La critique d’art Katie White a justement observé que Zhang “puise dans un sentiment d’isolement, d’évasion et de plaisir voyeuriste et de perversité qui imprègnent notre vie quotidienne. L’ordre tient à peine ; nous sommes inondés par ses enchevêtrements de peintures en ruban, qui s’accumulent, prêts à basculer et à se disperser. L’opulence de tout cela pourrait être notre perte”.
Cette opulence, cette richesse presque excessive de matière picturale et de références symboliques, est en effet caractéristique du travail de Zhang Zipiao.
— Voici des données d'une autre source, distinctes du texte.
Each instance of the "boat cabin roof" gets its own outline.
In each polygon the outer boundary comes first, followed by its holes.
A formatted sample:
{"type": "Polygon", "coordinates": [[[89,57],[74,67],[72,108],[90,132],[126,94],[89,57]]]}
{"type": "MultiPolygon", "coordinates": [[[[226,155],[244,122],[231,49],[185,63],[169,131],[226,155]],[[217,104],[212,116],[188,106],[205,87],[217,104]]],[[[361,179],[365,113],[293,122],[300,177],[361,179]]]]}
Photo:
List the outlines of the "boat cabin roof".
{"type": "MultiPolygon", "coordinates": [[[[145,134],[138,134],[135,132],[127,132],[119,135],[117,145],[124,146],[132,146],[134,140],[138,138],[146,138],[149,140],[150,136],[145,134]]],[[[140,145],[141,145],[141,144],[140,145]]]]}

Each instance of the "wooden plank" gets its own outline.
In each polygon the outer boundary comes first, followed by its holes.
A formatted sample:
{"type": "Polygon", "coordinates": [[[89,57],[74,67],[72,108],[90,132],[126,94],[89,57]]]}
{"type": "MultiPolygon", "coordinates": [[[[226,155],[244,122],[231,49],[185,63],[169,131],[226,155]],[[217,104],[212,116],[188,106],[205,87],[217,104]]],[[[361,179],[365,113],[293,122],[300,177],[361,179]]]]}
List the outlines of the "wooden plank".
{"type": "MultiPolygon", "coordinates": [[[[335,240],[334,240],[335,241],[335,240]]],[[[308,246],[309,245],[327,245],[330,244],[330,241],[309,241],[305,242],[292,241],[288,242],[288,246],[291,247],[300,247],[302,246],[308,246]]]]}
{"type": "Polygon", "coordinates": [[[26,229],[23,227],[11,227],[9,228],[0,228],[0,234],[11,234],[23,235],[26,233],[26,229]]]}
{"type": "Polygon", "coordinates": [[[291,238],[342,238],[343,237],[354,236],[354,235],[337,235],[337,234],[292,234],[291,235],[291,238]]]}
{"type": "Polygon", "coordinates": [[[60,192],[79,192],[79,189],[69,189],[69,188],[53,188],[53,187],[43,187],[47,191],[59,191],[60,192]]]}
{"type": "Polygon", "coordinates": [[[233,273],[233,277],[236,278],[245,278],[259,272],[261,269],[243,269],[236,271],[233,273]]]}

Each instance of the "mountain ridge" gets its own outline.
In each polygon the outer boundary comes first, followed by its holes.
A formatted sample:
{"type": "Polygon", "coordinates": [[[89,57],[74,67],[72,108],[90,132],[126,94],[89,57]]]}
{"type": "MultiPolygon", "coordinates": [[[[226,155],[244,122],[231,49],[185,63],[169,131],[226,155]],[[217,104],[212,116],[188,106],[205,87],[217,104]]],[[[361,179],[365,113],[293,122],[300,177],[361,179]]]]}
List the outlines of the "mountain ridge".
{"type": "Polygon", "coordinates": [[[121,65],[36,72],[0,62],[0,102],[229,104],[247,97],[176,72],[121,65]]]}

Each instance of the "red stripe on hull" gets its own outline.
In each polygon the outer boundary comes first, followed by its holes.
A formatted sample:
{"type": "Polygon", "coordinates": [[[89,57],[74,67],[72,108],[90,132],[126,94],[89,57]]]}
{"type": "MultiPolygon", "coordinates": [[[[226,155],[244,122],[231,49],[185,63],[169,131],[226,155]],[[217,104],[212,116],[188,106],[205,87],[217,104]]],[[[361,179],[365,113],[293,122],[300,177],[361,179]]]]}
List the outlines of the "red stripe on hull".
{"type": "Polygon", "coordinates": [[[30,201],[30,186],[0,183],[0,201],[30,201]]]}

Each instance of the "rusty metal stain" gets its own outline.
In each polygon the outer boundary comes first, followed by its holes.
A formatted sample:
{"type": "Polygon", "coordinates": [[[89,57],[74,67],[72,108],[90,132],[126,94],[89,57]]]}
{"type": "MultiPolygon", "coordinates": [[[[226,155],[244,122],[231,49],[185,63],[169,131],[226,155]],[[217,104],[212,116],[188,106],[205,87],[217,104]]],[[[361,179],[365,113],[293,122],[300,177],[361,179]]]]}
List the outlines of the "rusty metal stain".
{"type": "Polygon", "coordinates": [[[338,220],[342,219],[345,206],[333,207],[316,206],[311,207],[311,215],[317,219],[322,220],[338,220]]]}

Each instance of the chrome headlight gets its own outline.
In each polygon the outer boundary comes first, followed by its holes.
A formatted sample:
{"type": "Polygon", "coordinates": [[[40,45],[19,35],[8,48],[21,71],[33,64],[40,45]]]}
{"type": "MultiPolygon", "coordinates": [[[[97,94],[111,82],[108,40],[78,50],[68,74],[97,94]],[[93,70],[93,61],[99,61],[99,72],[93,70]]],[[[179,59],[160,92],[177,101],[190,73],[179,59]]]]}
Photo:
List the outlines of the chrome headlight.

Elle nous rappelle les natures mortes, les vanitas de la tradition occidentale, ces représentations somptueuses de nourriture qui servaient de symboles de dépravation morale et de rappels de l’éphémérité de l’âme.
L’utilisation du rouge dans l’oeuvre de Zhang est particulièrement intéressant. Pour elle, les rouges, roses et pourpres constituent une sorte d’échelle de gris dans son oeuvre, un registre des couleurs de base de la chair, qu’elle module à la hausse ou à la baisse. “Le rouge est une couleur qui peut être à la fois très bonne et très mauvaise. Il peut être un avertissement, le rouge peut vous dire de vous arrêter. Il symbolise la passion, la vitalité, mais aussi le sang”, dit-elle. “C’est une couleur extrême et je ne dirais pas que je l’aime personnellement”.
Cette ambivalence face à sa couleur dominante reflète parfaitement la tension qui traverse toute son oeuvre : entre séduction et répulsion, entre plaisir et douleur, entre vie et mort. Zhang Zipiao nous présente un art qui refuse la complaisance et exige de nous une confrontation honnête avec notre condition d’êtres de chair.
Ce qui fait la force de l’oeuvre de Zhang Zipiao, c’est sa capacité à nous faire ressentir physiquement ce que nous voyons. Ses peintures ne sont pas simplement à regarder, elles sont à éprouver. Elles nous rappellent que l’art le plus puissant n’est pas celui qui nous conforte dans nos certitudes, mais celui qui nous dérange, nous bouscule et, au bout du compte, nous transforme.
Dans un monde de l’art contemporain souvent dominé par le conceptuel et le digital, Zhang Zipiao réaffirme avec force la pertinence et la puissance de la peinture comme médium capable de nous connecter à notre humanité la plus fondamentale. À travers ses abstractions charnelles, elle nous invite à une expérience authentique, viscérale, qui dépasse les frontières culturelles et nous rappelle notre commune condition.
- Citation de Zhang Zipiao sur sa pratique picturale, tirée du site officiel de la galerie Lévy Gorvy Dayan, 2023.
- Propos recueillis par Katie White lors d’un entretien avec l’artiste pour Artnet News, juin 2023.
- Weil, Simone. “La Pesanteur et la Grâce”, Plon, 1947.
- Entretien avec Katie White pour Artnet News, “Beijing-Based Painter Zhang Zipiao Abstracts the Bounty of Life, Flesh, Flowers, Fruit, in Her Opulent Still Lifes”, juin 2023.